Onvermijdelijke verzwarende werkomstandigheden

Fysiek risico

Kans op overbelasting van het gestel is in deze functie aanwezig. De ernst hiervan als zich dit zich voordoet is op een schaal gering/aanmerkelijk ingeschat op aanmerkelijk.

Psychisch risico

De kans op psychisch letsel is aanwezig vanwege het gedurende langere tijd beroepsmatig aannemen van een alias. De ernst van dit letsel als dit zich voordoet is op een schaal van gering/aanmerkelijk ingeschat op aanmerkelijk.

Risico op slachtofferschap

Kans op tegen de persoon gericht verbaal en/of fysiek geweld, zeker bij ontmaskering, is in deze functie aanwezig, evenals de kans op dreiging met fysiek geweld (criminele druk).

De ernst hiervan als dit zich voordoet is op een schaal gering/aanmerkelijk ingeschat op aanmerkelijk.

Afbreukrisico

Kans op afbreukrisico is aanwezig indien ondanks alle voorzorg door externe factoren de informantenrunner of de burgerinformant wordt ontmaskerd en dit zich terugvertaalt in de inzetbaarheid bij het werven en runnen van (burger)informanten in een bepaalde omgeving of voor bepaalde tijd, dan wel anderszins schade toebrengt aan het loopbaantraject. Kans is tevens aanwezig ingeval de life-line met Senior Informantenrunners door externe factoren loslaat. De ernst hiervan als dit zich voordoet is op een schaal gering/aanmerkelijk ingeschat op aanmerkelijk.

Operationeel Expert GGP

Kern van de functie

Gebiedsgebonden Politie (GGP) draagt bij aan de handhaving van de openbare orde en aan veiligheid en leefbaarheid in de samenleving. GGP richt zich op de uitvoering van operationele politietaken, met name ten behoeve van de processen Noodhulp, Toezicht en Handhaven en Opsporen (VVC) uit RBP in de frontlinie van de samenleving.

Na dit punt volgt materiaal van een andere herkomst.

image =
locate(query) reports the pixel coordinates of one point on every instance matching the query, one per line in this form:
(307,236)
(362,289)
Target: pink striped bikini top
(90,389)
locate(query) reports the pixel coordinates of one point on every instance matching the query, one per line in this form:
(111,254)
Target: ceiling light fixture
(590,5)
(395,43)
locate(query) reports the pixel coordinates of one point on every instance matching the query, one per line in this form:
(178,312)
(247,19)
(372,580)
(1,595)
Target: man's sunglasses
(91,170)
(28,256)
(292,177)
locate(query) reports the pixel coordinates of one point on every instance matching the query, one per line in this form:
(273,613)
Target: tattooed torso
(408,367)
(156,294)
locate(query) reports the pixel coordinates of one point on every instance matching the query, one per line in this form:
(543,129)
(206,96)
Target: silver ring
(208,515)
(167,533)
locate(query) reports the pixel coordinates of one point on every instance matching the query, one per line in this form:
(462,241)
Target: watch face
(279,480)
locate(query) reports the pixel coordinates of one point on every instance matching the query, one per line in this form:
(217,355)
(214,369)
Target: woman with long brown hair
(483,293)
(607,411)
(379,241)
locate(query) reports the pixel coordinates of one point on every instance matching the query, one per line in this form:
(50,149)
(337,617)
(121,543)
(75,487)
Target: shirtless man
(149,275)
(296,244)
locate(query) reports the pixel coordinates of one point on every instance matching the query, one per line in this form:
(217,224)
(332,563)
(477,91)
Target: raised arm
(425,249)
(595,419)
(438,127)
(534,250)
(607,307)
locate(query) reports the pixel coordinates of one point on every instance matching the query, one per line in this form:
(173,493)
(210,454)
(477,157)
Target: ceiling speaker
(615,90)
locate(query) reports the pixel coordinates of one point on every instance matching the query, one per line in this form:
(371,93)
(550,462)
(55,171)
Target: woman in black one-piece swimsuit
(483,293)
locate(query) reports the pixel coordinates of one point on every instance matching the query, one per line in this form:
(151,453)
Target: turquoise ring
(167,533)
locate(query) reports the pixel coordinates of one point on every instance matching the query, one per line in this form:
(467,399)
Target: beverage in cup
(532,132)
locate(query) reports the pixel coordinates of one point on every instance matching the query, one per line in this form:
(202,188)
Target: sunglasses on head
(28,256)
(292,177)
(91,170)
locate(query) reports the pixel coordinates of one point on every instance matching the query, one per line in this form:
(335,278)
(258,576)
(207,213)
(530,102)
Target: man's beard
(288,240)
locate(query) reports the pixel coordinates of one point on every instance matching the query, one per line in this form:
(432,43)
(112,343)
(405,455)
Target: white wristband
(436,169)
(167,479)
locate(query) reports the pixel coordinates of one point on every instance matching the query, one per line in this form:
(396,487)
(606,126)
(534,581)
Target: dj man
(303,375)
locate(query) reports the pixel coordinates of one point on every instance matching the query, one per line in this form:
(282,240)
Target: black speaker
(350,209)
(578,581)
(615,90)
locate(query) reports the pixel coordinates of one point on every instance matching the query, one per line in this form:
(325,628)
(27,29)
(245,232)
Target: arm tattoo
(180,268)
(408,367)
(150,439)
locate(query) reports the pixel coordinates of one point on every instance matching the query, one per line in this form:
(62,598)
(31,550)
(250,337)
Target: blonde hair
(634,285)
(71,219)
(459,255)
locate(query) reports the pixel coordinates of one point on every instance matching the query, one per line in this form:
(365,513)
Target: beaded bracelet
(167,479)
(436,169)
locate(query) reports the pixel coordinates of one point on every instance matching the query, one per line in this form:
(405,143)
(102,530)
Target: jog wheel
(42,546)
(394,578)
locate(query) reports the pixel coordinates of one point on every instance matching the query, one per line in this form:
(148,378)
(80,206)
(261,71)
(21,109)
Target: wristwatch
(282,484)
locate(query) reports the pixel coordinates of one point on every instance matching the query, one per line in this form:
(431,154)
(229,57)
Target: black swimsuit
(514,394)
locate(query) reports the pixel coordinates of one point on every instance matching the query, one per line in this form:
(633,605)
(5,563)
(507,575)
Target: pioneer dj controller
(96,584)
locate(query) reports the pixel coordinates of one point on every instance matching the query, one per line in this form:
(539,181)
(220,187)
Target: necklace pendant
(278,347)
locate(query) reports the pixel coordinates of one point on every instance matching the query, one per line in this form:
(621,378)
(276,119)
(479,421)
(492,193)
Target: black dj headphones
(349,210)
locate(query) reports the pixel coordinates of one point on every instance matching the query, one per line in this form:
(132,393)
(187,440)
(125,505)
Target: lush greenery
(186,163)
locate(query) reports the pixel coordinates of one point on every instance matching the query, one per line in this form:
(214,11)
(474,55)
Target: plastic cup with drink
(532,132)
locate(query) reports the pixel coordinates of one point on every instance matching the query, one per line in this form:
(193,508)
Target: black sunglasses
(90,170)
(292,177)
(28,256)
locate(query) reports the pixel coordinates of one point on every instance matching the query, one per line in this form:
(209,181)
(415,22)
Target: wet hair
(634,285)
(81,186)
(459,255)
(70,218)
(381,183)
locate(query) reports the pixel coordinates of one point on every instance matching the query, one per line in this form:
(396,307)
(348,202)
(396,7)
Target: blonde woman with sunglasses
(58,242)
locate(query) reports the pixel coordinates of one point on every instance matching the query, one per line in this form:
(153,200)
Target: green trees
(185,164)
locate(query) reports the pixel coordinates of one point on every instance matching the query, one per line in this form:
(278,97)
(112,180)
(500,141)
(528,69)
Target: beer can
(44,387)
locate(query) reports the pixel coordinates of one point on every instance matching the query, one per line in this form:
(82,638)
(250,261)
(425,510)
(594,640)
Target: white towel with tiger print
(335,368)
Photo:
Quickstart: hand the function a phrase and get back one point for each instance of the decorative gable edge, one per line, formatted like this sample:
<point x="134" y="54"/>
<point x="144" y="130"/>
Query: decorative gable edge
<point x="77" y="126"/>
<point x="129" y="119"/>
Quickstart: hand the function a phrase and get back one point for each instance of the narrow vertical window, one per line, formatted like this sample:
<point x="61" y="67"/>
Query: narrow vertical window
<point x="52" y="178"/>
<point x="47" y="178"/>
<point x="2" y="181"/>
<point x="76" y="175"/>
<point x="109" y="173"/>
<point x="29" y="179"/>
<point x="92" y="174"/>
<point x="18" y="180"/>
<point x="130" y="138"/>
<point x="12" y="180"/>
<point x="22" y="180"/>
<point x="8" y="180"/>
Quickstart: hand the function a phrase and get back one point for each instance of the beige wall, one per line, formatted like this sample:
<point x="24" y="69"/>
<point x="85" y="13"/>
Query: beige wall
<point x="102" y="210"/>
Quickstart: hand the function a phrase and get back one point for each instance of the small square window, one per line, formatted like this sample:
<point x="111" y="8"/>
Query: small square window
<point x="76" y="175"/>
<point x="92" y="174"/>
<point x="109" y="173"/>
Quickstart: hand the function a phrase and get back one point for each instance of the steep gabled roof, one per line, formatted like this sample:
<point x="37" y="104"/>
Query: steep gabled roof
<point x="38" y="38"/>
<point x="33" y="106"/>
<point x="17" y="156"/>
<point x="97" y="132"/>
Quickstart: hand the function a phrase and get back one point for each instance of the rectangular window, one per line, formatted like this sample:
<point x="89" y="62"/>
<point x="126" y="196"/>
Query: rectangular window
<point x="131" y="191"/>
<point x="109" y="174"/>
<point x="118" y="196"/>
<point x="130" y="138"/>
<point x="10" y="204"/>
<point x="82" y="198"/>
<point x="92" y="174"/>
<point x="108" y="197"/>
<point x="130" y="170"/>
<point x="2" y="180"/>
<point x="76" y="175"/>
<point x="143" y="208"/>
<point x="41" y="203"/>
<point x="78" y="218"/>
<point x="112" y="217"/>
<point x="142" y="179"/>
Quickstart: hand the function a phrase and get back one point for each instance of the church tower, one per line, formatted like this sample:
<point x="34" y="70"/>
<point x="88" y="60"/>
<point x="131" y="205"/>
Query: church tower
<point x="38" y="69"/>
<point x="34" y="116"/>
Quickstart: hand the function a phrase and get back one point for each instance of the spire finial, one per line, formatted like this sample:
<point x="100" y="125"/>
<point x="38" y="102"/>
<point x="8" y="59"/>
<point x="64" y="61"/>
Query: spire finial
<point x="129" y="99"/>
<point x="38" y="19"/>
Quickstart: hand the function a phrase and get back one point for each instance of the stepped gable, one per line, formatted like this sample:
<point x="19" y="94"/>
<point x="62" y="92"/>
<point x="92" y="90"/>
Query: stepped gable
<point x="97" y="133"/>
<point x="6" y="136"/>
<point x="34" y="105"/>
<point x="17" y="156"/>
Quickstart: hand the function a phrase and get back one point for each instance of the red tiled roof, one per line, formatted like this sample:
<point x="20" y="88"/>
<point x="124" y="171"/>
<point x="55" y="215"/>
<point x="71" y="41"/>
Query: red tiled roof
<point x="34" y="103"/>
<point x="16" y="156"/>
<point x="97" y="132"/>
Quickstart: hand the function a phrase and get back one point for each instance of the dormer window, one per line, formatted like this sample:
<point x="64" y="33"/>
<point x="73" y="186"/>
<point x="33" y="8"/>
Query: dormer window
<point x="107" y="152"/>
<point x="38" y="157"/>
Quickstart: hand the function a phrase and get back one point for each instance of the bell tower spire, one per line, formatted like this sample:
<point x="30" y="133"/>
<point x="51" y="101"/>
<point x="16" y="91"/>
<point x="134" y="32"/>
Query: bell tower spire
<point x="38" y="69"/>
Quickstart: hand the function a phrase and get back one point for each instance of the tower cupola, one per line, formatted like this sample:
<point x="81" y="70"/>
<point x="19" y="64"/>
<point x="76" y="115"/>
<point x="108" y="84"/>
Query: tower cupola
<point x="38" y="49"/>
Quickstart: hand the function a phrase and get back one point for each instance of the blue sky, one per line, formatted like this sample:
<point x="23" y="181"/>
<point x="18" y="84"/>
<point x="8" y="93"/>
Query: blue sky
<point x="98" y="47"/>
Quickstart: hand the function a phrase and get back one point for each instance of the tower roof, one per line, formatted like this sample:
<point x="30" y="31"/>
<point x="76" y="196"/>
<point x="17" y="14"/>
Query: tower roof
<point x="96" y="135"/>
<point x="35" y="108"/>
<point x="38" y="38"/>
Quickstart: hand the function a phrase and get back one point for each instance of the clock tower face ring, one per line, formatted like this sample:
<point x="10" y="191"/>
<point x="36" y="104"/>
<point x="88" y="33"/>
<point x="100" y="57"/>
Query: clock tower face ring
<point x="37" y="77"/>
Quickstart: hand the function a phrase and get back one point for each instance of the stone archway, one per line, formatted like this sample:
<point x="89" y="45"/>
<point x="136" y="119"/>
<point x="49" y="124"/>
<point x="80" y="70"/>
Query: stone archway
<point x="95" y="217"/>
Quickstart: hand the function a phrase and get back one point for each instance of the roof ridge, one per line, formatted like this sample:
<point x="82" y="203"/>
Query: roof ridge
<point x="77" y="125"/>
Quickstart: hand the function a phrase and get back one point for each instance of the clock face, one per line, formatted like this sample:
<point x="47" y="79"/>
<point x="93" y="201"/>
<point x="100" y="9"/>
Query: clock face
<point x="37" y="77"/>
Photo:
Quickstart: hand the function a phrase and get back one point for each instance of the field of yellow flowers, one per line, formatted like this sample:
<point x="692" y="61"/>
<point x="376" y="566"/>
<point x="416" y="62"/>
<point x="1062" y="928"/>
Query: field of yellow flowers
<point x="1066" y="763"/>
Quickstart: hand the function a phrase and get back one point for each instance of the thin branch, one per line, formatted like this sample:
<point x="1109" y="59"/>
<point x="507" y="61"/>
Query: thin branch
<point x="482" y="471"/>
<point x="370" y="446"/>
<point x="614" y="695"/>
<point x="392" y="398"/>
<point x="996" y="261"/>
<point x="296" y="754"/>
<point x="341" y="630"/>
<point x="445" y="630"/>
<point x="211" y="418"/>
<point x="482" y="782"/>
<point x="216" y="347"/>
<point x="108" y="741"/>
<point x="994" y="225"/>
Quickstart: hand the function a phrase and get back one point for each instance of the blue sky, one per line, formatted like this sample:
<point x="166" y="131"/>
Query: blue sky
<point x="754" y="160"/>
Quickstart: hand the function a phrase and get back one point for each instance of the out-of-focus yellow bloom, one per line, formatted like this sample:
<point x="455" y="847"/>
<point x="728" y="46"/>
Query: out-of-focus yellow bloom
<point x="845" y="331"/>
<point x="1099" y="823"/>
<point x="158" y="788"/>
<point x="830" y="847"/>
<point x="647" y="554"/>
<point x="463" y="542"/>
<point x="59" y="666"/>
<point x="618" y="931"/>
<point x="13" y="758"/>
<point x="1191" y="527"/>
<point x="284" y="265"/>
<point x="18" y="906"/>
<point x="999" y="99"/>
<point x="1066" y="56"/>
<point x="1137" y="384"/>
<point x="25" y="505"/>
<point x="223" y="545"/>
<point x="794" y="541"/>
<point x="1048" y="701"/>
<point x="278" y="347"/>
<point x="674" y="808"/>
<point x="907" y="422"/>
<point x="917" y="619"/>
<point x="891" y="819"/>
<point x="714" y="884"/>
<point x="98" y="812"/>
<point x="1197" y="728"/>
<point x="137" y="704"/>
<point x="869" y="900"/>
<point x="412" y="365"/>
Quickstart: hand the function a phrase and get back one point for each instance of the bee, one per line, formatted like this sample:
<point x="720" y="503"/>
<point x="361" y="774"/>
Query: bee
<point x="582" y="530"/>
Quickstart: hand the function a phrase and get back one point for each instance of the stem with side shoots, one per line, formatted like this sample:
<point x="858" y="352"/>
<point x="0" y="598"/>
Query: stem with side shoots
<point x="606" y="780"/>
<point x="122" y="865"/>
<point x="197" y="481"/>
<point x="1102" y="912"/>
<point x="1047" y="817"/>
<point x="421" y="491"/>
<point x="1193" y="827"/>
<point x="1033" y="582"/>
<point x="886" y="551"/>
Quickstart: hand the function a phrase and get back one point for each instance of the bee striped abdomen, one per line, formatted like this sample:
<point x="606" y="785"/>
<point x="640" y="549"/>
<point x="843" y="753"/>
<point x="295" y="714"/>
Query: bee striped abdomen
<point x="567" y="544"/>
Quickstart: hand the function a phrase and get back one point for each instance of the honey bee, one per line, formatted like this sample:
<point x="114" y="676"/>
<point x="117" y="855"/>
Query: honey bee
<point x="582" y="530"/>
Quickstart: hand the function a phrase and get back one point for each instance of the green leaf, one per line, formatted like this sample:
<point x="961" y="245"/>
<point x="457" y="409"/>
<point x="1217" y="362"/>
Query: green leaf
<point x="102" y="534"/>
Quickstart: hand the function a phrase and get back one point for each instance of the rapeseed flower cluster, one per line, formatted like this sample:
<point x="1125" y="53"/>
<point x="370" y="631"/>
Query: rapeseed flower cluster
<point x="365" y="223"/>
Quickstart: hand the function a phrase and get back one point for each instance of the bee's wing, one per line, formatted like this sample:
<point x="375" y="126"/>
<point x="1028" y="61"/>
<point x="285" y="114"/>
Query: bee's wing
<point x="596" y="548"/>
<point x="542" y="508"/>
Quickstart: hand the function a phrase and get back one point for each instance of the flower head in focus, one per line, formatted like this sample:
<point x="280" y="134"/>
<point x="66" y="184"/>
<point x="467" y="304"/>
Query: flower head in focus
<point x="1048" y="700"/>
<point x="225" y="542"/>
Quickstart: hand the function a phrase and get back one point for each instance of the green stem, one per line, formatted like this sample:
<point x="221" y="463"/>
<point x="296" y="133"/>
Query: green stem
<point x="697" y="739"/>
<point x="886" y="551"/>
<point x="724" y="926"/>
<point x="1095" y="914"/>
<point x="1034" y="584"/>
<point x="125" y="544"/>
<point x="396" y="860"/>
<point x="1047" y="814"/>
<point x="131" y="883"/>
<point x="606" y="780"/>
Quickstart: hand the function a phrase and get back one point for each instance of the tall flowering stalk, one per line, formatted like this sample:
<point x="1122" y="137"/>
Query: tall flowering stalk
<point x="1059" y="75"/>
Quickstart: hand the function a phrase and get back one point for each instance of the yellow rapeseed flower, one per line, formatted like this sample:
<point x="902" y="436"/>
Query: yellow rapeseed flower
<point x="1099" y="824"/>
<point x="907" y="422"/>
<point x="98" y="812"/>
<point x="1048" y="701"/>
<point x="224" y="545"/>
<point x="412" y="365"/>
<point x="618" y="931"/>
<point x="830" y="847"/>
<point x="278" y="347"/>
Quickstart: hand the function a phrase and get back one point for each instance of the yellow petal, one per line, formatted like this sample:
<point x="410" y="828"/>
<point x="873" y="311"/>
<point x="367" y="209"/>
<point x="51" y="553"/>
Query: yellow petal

Binnen het vakgebied GGP komt een aantal werkterreinen33 voor waarop stelselmatig wordt ingezet.

De Operationeel Expert GGP draagt bij aan de handhaving van de openbare orde en aan veiligheid en leefbaarheid in de samenleving door de uitvoering van (werkterreingerelateerde) operationele politietaken en de inzet ervan bij de aanpak van veiligheidsproblematiek te analyseren, over verbeteringen te adviseren, verbeteringen te initiëren en vastgestelde verbeteringen te implementeren, resultaten te evalueren en over bijsturing te adviseren. Hij stelt − in het kader van voorbereiding − plannen van aanpak op en verricht organisatorische coördinatie. Hij voert daarnaast zelfstandig (werkterreingerelateerde) operationele politietaken uit.

De Operationeel Expert GGP initieert, bouwt, onderhoudt en regisseert (werkterreingerelateerde) netwerken ten behoeve van gezamenlijke aanpak van veiligheidsproblematiek, maakt uitvoeringsafspraken, stuurt op het maken van randvoorwaardelijke afspraken, en stuurt op nakoming van afspraken. De Operationeel Expert GGP bevordert en beoordeelt als mentor de professionaliteit van collega’s.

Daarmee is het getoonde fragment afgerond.